Menschenmengen im Eismeer-Revier in Hagenbecks Tierpark. Es ist Fütterungszeit. Show-Time für Tierpfleger Dirk Stutzki, der die Fütterung moderiert. Seine Seebären führen allerlei Kunststückchen auf, um mit Fisch belohnt zu werden. Stutzki bückt sich nach einem Fisch und bekommt mit der Flosse einen Klaps auf den Po. Die Zuschauer lachen über die freche Einlage. Irgendwie menschlich, diese Seebären.

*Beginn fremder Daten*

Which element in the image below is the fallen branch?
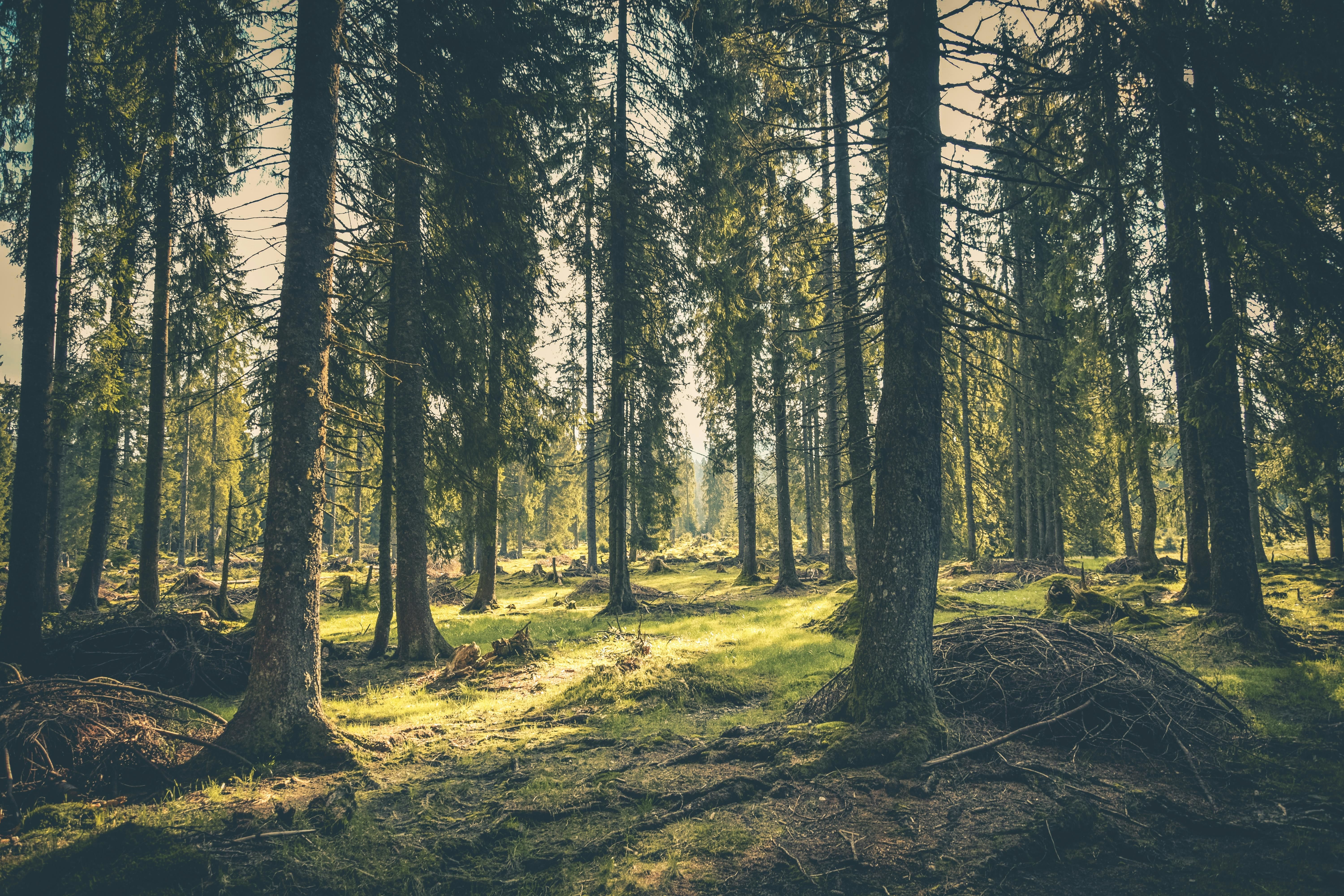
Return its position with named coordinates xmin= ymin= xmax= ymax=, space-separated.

Zum Abschied gibt es ein feuchtes Küsschen für den 38-Jährigen. "Das sind keine Gefühle, was die Tiere äußern, sondern antrainiertes Verhalten", sagt der Tierpfleger. Dass Tiere fühlen, das bezweifelt Stutzki gar nicht. "Natürlich fühlen sie Schmerz und Zuneigung, bilden Freundschaften und Feindschaften." Bevorzugt Stutzki einen Seebären, reagieren seine Artgenossen eifersüchtig. Doch Futterneid macht noch kein echtes Gefühl aus. Es sind Verhaltensweisen, Instinkte, die das Überleben und die Arterhaltung sichern. Genauso wie Liebe und Angst. Diese Theorie geht schon auf Charles Darwin zurück. Er war der erste, der Tieren ein Gefühlsleben zugestand. Heute unterscheidet die Wissenschaft zwischen Emotion und Gefühl. Demnach sind Emotionen nach außen gerichtete körperliche Signale, die von äußeren Reizen ausgelöst werden. Gefühle hingegen sind nach innen gerichtete, mentale Erfahrungen einer Emotion.

Empfindet die Pavianmutter, die ihr totes Baby noch einen Tag bei sich trägt, bevor sie es aus der Hand legt, also bewusst Trauer wie ein Mensch? Oder folgt sie nur einem Trieb? Stutzki hat dieses Verhalten während seiner 20 Jahre Berufserfahrung im Tierpark Hagenbeck schon beobachtet. Doch von Trauer würde er nicht sprechen: "Tiere tun, was der Körper ihnen sagt." Dass die alte Orang-Utan-Dame aber tagelang keinen Appetit hatte und sie ganz in sich gekehrt war, als ihre Tochter an einen anderen Zoo verkauft wurde, lässt Zweifel bei ihm aufkommen. "Auch erfahrene Pfleger projizieren manchmal menschliches Verhalten auf Tiere", sagt Stutzki.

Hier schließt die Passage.